This litigation was begun by bill in equity filed June 13, 1917, in the circuit court of Cook county by the American University against D. E. Wood and the Chicago University of American Sciences, a corporation. The bill alleged complainant is a corporation organized under the laws of Illinois for pecuniary profit in July, 1911, and authorized, among other things, to establish and conduct a college or school of learning for the purpose of giving instruction, in person or by correspondence, in chiropractic and to publish and sell publications pertaining thereto; that its business has been carried on largely by correspondence with students in different parts of the United States, averaging in number 2500 or 3000 during the three or four years preceding the filing of the bill, and that $20,000 has been expended in building up its business. The bill charged the defendants with circulating letters and advertising matter among the students and prospective students of complainant containing statements and charges of a character derogatory to complainant and its business, and prayed they be enjoined from further sending out such circulars and letters. Answers to the bill were filed by the defendants, and the cause was referred to a master in chancery to take and report the testimony together with his conclusions of law and fact. The master reported recommending a decree as prayed in complainant's bill, and the chancellor, after overruling exceptions by defendants, entered a decree enjoining them as prayed in the bill. Defendants prosecuted an appeal to the Appellate Court for the First District, where the decree was reversed and the cause remanded, with directions to dismiss the bill. The Appellate Court granted a certificate of importance, and complainant has prosecuted an appeal to this court.
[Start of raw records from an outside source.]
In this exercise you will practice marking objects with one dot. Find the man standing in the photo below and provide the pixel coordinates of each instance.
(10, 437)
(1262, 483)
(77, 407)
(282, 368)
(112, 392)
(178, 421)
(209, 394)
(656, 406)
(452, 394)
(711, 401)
Can the bill be maintained if it did not come into a court of equity with clean hands?
The court found that the fraud and wrongdoing of the complainant did not affect the private rights of appellees and afforded no justification in morals for their seeking to profit by exposing them, but on the ground of the public interest and policy the court did not think that the complainant's grievance was of a character to be redressed in a court of equity. The misrepresentations of complainant in the conduct of its business affected the public, and a court of conscience should not have been required to protect a suitor in the commission of a fraud upon the public.